The Division of Child Support Enforcement (DCSE) will do what it can to recover delinquent payments. One tactic that is often used is to withhold the income of the supporting parent. In addition, there are other methods used, such as liens on property, reporting the issue to credit agencies and the suspension of various licenses that are issued by the state. Tax refunds can be intercepted and court action can be started. The amount of time it takes to get this process started can vary. First the parent who is not making the payments according to the support agreement will be served notice that they are being pursued.
Sometimes the custodial parent is not aware of where the supporting parent resides. The DCSE can use automated methods to find the parent. Often the custodial parent can be helpful with names and addresses of relatives and last known places of residence or work. A case will be referred to the court after other attempts to recover payment have failed. If the paying parent is a minor father, there is no option other than to move forward with court action. Cases are usually referred to court when the parent has not paid for three months and is $500 behind in payments.
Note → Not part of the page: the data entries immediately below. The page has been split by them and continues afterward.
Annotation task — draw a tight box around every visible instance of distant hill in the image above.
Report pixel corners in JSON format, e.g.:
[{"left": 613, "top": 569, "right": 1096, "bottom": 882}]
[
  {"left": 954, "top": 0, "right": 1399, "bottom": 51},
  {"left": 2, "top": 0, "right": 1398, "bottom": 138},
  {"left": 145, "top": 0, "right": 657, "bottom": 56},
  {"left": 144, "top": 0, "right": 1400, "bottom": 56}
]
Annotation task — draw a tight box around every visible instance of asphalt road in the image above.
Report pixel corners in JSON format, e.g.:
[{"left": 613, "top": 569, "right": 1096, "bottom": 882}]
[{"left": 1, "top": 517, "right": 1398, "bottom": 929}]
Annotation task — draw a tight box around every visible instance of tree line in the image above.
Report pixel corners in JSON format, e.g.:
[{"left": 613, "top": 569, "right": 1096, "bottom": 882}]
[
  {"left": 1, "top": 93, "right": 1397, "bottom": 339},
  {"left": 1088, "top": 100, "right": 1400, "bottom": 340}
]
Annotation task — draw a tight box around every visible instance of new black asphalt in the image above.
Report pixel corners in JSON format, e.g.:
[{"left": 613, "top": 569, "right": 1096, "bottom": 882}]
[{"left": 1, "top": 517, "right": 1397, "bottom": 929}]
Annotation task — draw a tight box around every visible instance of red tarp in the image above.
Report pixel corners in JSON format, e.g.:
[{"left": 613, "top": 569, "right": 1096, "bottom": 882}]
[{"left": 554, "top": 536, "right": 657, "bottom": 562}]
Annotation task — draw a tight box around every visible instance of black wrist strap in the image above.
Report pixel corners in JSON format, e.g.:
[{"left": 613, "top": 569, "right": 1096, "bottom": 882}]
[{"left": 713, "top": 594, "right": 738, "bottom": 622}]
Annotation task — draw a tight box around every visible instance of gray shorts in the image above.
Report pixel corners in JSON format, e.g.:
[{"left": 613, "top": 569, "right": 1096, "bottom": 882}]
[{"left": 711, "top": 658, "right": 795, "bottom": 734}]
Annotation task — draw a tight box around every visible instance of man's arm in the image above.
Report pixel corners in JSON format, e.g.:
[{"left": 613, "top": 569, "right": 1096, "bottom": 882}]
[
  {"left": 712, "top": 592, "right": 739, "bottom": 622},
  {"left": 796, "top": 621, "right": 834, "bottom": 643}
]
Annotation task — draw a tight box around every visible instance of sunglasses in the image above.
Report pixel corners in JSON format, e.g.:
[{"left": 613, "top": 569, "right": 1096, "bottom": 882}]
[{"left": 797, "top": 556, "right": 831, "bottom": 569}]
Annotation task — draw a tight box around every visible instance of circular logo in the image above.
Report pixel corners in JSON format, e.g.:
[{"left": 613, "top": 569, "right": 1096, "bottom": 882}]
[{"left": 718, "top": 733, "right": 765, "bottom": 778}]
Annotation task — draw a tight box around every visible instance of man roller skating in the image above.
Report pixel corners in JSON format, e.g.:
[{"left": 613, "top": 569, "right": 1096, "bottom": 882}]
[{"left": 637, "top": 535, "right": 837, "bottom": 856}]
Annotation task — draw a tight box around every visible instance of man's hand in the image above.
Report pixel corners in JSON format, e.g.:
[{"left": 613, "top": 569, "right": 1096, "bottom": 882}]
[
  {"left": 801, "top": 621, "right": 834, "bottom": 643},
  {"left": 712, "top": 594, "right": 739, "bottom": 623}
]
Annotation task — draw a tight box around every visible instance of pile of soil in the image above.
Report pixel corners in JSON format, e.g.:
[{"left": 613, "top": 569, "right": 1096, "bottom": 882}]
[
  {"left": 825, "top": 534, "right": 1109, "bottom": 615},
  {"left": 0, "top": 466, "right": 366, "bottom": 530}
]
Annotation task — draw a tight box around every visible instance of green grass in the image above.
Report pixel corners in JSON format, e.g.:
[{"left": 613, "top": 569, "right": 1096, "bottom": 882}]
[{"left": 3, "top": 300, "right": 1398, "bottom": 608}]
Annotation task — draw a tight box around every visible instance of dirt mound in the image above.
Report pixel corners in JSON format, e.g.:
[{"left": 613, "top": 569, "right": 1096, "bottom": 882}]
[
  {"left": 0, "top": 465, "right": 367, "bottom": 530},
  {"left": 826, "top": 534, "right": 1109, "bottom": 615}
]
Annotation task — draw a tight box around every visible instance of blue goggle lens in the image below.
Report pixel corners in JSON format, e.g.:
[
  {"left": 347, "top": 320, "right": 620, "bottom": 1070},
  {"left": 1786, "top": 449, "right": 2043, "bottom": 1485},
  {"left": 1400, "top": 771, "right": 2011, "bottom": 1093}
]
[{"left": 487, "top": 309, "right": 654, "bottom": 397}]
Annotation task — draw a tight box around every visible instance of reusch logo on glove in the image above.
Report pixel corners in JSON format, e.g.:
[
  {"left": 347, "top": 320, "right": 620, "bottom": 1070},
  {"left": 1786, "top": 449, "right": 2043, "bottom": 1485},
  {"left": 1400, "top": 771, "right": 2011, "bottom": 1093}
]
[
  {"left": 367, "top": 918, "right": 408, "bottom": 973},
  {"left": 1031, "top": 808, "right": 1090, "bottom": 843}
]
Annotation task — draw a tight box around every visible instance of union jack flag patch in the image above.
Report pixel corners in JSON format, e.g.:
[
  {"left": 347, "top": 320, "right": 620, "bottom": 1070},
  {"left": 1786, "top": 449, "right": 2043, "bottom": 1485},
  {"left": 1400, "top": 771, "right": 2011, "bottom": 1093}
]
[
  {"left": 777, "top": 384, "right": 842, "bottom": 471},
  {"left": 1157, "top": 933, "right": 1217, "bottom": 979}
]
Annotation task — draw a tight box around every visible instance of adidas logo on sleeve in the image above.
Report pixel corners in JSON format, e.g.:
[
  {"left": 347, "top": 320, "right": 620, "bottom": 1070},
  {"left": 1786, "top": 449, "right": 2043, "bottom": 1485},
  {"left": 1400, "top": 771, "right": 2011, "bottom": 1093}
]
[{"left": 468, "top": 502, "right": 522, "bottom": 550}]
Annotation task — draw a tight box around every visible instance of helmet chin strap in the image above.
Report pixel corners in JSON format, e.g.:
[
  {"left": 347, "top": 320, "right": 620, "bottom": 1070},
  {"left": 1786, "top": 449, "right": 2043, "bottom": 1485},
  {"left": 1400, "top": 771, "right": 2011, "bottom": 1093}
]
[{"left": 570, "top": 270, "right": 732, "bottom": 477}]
An important aspect of child rearing is ensuring that they are cared for appropriately. That includes paying child support on time and in the correct amount. If there is an issue with making the payments, it is a mistake to simply stop paying without trying to come to other arrangements. There will be penalties for not paying. Parents who are having trouble collecting child support or who have trouble paying child support may want to discuss the matter with a professional.